Afforestation programs are needed to avoid further erosion, meet the local demands for fuelwood and timber and address the climate goals within the REDD+ framework. As a result, the current Ethiopian REDD+ implementation strategies focus on reforestation of grass land and shrub land areas, enhancing agroforestry practice with indigenous species and sustainable management of the remaining natural forests (Arbonaut, 2016; MEFC, 2017). Any forest recovery program should be based on tree mixtures to maintain ecological stability and should include sustainable management as the demand for fuel wood and timber is high and still increasing due to the fast growing population. Ethiopian Government has set a target to reforest 7 million ha by the year 2030. The aim is to decrease current CO2 emissions (53 Mt CO2 in 2010) mainly due to land-use change. Without this intervention emission are expected to increase to 88 Mt CO2 by 2030. Afforestation schemes require that re/afforested areas are initially protected from grazing. Experience from establishment of exclosures has shown that protection from grazing can be obtained in co-operation with local farmers if the afforested or protected sites deliver some form of ecosystem service such as fodder or honey production delivering an intermediate income stream. Considering these fundamental issues, the current project frame-works have been initiated to develop the foundation for a large scale afforestation scheme using herbaceous pre-cultures, nurse trees and mixtures of indigenous Ethiopian tree species.
The overall project goal of the project Carbopart 2 is to lay the foundation for large scale reforestation in Ethiopia. We will use the knowledge gained in the previous project (Carbopart 1) to develop large scale reforestation schemes using ecologically stable tree mixtures as opposed to non–ecologically stable monocultures. Further we will develop a program based on ecological forest monitoring, forest growth modelling and forest planning/management to establish sustainable harvesting routines based on species mixture thinning and regeneration options. The established forest sites will be used for educating farmers in sustainable forest management with the goal to (i) avoid erosion and thus loss of soil fertility, (ii) ensure continued supply of fuel wood and other timber and non-timber products, and thus (iii) generate income and (iv) to promote further planting programs within REDD+ program activities.

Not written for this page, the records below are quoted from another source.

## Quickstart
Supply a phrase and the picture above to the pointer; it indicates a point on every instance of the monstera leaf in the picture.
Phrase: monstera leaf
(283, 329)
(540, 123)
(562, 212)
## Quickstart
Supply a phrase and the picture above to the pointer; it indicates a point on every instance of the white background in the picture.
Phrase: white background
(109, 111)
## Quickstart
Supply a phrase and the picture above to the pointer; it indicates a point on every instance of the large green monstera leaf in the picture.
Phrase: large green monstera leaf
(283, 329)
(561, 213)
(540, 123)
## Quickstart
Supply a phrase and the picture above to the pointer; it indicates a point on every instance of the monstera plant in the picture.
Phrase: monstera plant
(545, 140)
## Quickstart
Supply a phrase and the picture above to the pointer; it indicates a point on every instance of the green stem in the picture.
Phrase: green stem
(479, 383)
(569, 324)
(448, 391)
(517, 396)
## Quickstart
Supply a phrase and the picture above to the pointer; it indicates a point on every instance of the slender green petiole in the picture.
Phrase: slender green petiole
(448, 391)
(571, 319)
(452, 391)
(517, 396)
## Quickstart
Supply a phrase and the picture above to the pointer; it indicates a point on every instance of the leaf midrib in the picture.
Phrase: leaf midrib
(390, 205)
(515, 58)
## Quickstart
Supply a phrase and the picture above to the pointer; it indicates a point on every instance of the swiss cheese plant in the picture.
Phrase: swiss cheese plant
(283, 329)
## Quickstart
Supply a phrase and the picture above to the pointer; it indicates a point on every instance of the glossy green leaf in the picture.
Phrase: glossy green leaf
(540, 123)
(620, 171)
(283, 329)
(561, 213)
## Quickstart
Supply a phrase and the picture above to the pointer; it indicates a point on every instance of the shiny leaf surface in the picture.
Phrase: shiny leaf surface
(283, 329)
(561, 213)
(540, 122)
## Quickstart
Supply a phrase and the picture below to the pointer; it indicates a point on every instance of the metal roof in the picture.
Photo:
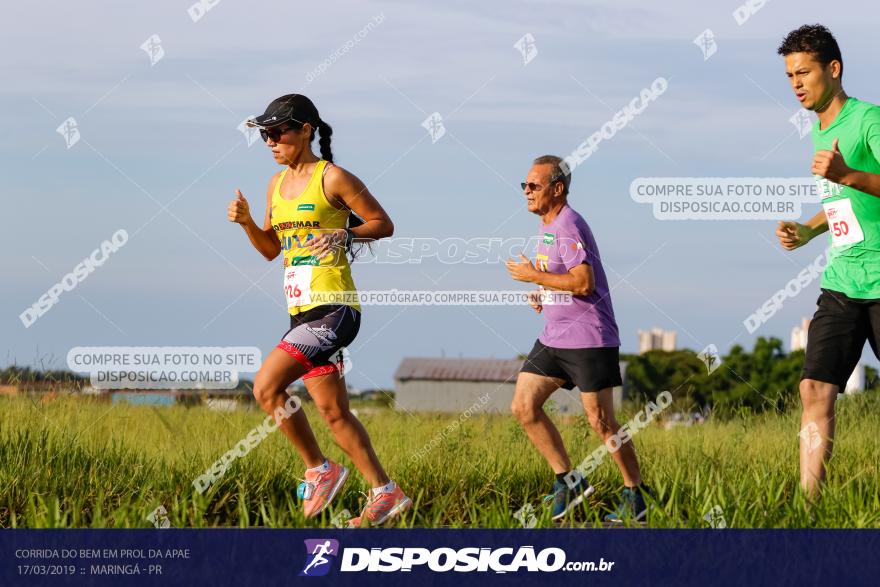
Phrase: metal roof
(459, 369)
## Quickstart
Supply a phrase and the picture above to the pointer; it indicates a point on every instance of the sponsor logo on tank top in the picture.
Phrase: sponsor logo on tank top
(297, 261)
(297, 223)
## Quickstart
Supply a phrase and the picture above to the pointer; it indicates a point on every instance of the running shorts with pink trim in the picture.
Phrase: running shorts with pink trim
(317, 336)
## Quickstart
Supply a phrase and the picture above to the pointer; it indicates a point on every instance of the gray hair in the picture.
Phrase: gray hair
(559, 171)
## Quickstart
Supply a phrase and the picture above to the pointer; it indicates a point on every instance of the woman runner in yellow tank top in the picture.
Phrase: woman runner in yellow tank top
(314, 210)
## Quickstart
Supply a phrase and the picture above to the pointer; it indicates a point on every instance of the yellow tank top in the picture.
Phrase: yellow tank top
(310, 282)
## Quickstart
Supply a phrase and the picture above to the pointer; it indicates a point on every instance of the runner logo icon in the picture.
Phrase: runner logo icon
(321, 553)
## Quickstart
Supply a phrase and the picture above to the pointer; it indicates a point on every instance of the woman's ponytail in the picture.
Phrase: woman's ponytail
(326, 133)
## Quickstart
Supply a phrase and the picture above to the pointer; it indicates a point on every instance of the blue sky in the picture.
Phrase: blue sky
(154, 135)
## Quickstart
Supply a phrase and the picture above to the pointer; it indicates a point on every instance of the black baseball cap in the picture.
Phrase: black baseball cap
(294, 108)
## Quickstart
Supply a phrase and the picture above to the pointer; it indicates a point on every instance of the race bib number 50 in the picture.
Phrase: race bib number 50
(298, 285)
(842, 223)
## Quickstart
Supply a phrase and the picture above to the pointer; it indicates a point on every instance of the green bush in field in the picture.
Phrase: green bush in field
(73, 462)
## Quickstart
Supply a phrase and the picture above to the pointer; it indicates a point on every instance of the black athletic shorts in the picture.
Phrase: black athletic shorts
(316, 337)
(589, 369)
(837, 336)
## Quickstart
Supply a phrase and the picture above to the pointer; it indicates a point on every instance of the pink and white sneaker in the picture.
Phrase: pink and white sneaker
(381, 508)
(319, 489)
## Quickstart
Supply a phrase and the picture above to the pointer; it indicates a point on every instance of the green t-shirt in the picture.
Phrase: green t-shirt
(853, 262)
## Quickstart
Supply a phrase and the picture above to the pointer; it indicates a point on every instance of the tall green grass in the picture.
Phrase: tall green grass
(78, 463)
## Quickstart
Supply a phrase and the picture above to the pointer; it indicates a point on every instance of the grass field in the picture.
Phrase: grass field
(77, 463)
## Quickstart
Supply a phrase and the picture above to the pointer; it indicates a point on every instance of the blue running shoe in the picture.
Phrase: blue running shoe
(632, 506)
(566, 498)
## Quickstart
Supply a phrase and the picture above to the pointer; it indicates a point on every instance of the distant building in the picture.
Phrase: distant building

A central common garden demonstration site (Koga) and two regional plantation sites (Bezewit and Worken) have been selected on the basis of soil quality, altitude and land degradation representing the landscape of the region. Three reforestation sites correspond to three major land-forms of the Amhara Regions viz. low land of the Blue Nile basin, degraded grazing land and high mountain:
1. Koga (Latitude: 11°24ʹ25.94ʺN, Longitude: 37°05ʹ22.85ʺE): Irrigated, lowlands site with good growing conditions, can be used as Central demonstration plots for different indigenous tree species. The site allows us to observe the growth characteristics of the different species.
2. Bezawit (Latitude: 11°34'10.32"N and Longitude: 37°24'39.74"E): Severely degraded and eroded site, heavily grazed and rocky landscape. Challenging for landscape restoration and management approaches.
3. Worken (Latitude: 11°50ʹ14.4ʺN, Longitude: 38°05ʹ29.3ʺE): Large surface (several hectares) at top of the hill, covered by grass and few shrubs species, suitable for highland tree species.
Forest establishment is being carried out using pre-cultures of herbaceous species such as wheat (Triticum aestivum) or vetches (Vicia sp.), fast growing nurse tree species and mixtures of target tree species. The objectives of this system is to produce a constant intermediate harvest in the form of fodder for stock feeding from the pre-culture herbaceous species, and a woody supply from the thinning of the fast growing nurse tree species, allowing the development of the target tree mixtures. The mixtures will be designed using tree trait data obtained in Carbopart 1. This will include traits such as growth rate, light requirements, position in ecological succession, leaf and root morphology and chemistry, symbiotic associations. At the sites, the development of the tree stands will be followed to measure productivity of the mixtures and individual species, and restoration of soil fertility and SOM stocks.
For the work a number of tree species have been selected based on tree traits (i.e. fast/slow growing, N-fixing, and endangered species etc.) and availability the targeted species are: Acacia albida, Acacia abyssinica, Podocarpus falcatus, Olea africana, Cordia africana, Milletia ferruginea, Hygenia abyssinica, Prunus africana, Albizia gumifera, and Juniperus procera. Protection of planted seedlings and survival rate are the most challenging issues in Ethiopia with its’ huge livestock population. Construction of fences at the plantation sites and protection barrier for individual seedling are essential against animal browsing.
Training: Within the framework of the Bahir Dar University new agroforestry program, staff form BOKU will make an active contribution to teaching and program development. This will lead to the development of local forest managers trained in concepts and practical skills of multipurpose mixed forest management. It is planned that BOKU will also offer short courses on forest management to ensure the long term sustainable management of the established forest sites and the long term benefits of reforestation.